A Maçonaria Portuguesa, pela diversidade dos seus aspectos é suficientemente rica para quem a procura de boa fé. Encontrará nela o lugar. Independentemente da sua corrente filosófica, humanitária, religiosa, esotérica ou espiritual. Na sua forma masculina, feminina ou mista.
E se os detractores da Maçonaria Universal não têm nada de melhor a propor no seu programa do século XXI, a resposta a dar-lhes é que já em pleno século estas preocupações de regularidade são irrisórias quando a obra que nos honra realizar propõe uma reflexão sobre o Homem e o seu desenvolvimento.
Se quisermos que resplandeça a Luz maçónica tracemos o nosso sulco como nos foi ensinado, aplicando-o com todo o rigor que consigamos. Usemos o Rito Escocês Antigo e Aceite que é um formidável utensílio de Libertação do Homem, valorizando a sua dignidade regenerada pela iniciação.
A Escola Maçónica repousa no aperfeiçoamento do Homem através de uma espiritualidade específica. A sua acção traduz-se na busca de uma relação harmoniosa com os homens, maçons ou profanos. A acção da Maçonaria sobre o Homem, se a Escola Maçónica for adequada e profunda, se houver Escola, busca uma relação de harmonia entre os Homens e o seu fim principal é realizar o estado social, no amplo sentido do termo, sobre esta terra. A sua prática consiste em alcançar um estado do ser que, partindo da reflexão realizada no Templo, tenha efeitos sobre a nossa vida diária como homens.
O Homem do século XXI tem sede de aventura. Mas a aventura não está numa ilha distante.
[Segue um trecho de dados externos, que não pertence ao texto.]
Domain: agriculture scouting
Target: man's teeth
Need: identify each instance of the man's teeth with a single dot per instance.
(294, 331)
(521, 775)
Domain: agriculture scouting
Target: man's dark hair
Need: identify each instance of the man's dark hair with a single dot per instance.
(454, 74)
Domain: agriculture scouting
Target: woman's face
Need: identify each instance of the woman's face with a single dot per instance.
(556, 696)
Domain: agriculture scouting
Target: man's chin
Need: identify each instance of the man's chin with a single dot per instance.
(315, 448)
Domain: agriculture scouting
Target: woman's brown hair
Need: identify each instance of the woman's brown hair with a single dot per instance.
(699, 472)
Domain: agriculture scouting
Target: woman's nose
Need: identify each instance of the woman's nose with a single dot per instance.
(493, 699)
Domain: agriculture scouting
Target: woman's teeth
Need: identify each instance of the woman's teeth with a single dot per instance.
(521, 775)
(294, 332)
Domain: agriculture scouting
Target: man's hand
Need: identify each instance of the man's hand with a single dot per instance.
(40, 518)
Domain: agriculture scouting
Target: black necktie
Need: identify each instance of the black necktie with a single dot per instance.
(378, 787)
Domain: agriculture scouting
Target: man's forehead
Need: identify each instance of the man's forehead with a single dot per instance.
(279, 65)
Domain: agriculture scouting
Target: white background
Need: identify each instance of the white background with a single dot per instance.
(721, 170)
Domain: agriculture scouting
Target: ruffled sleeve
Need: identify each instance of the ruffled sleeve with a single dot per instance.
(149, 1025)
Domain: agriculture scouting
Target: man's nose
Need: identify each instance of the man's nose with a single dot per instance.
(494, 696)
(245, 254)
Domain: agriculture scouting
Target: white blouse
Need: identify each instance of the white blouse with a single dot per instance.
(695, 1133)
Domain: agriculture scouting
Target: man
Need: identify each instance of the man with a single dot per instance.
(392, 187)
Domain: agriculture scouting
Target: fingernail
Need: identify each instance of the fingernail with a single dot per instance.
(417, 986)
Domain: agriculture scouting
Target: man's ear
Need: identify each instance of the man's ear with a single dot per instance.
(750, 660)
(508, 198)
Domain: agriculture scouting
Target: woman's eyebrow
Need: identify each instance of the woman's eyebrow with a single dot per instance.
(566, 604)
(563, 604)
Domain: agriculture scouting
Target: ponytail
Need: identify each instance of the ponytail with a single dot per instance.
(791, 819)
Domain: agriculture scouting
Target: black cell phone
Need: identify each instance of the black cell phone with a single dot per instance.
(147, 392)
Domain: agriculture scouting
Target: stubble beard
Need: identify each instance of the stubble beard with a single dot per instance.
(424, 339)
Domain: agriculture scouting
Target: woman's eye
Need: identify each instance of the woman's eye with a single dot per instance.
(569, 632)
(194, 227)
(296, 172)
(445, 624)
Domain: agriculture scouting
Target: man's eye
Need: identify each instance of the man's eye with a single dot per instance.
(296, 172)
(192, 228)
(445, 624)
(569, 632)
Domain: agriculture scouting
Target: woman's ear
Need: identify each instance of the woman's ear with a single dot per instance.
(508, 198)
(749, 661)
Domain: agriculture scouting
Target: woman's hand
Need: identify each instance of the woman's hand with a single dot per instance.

A aventura espera-nos à esquina de cada um dos nossos pensamentos, de cada um dos nossos actos. É aquela aventura que é vivida por cada um de nós próprios. A mais bela aventura, onde se descobrem paisagens desconhecidas, mas iluminadas pela chama que brilha em Nós. E o Rito concede-nos a oportunidade privilegiada de conhecer essa aventura. Cabe-nos a nós sabê-la aproveitar.
Portugal, Palácio Maçónico, 12 de Julho de 2009 O Grão-Mestre, Álvaro Carva
UMA OUTRA NOTA: Há dias um maçon solicitou ao nosso Webmaster que me pedisse que comentasse onde estão as raízes do Rito Escocês Antigo e Aceite?
Permita-me pois que lhe escreva a resposta de forma objectiva: as raízes do Rito Escocês Antigo e Aceite estão na Europa. As fontes da Maçonaria Escocesa terão de ser procuradas na Europa Continental.
Deixo-lhe ainda para essa reflexão a divisa “ORDO AB CHAO” que foi adoptada pelos fundadores do Rito, cujo princípio implica a acção de ordem do caos inicial. Ordem no princípio de ORGANIZADOR, REGULARIZADOR. Vontade de pôr fim, definitivamente, à situação gerada pela anarquia e proliferação de graus escoceses, que havia naquele tempo.